Can you imagine standing in front of a class of 35 children? Trying to watch out for all the things that kids try to get away with: eating, fidgetting, whispering, passing notes, chewing gum, tapping fingers, launching spitballs, hooting and hollaring, moving to the wrong seats while your back is turned, and so much more.
Fortunately, many of those children are perfect angels. But those well-behaved darlings get in your way as you try to rush by them to correct the ones that disrupt the entire class.
And you have to do this for 3,000 more classes.
This week!
Those 3,000 classes are the 3,000 paragraphs in your book. Those 35 children are the 35 words in an average paragraph. And all those distruptive behaviors are the various objectional writing errors you may have made in your manuscript: problems with words, sentences, and paragraphs; punctuation, grammar, and formatting; adverbs, flab words, and point of view; and so much more.

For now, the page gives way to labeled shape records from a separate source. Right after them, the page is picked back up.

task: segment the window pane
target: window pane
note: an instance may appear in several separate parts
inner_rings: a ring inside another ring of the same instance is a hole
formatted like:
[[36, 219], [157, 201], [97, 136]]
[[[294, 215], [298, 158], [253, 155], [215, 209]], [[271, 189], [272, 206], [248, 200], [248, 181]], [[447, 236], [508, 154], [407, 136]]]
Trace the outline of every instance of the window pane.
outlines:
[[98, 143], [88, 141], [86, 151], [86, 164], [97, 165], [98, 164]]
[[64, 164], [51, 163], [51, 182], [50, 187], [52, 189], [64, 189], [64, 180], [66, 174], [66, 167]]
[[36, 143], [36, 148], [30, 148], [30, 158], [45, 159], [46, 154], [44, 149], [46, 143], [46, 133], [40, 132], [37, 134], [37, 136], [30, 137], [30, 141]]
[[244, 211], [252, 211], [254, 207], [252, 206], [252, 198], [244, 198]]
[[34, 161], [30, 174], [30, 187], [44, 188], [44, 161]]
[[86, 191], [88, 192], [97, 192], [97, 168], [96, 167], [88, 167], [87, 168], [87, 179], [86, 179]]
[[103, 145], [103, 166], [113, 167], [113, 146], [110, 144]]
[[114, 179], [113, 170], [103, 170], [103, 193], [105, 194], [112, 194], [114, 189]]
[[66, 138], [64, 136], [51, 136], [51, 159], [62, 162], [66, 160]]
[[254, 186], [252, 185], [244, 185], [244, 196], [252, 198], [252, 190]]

Now imagine that you are back in that infernal classroom, but every unruly child in all 3,000 classes magically appears in front of you with a spotlight upon their transgression. And you need only correct one type of transgression at a time, until you’ve dealt with all instances of that particular misconduct in all your classes. Once you have corrected the same misbehavior several times, you will soon perfect the technique that you bring to bear upon such behavior modifications. Soon you will be converting all your rascals into angels, and, by focusing on a single task, your remedies will become second nature, if not automatic.
You now have a picture of how Final Edit approaches editing.
The 50 searches detailed in Final Edit use Word’s powerful “wildcard” search options to scavenge your draft for thousands of errors and whenever possible, fix those mistakes automatically. Rather than attempting to discern hundreds of categories of mistakes with every next word you read, you will be focused on a single type of error until every instance of that error has been resolved. Because Final Edit’s searches take you from one error to the next error of the same type, ignoring the material in between, you will drop into your draft only where there are problems that need to be fixed. This prevents you from being distracted by your own narrative, a state of affairs that slows self-editing to a crawl—a crawl you can avoid with Final Edit.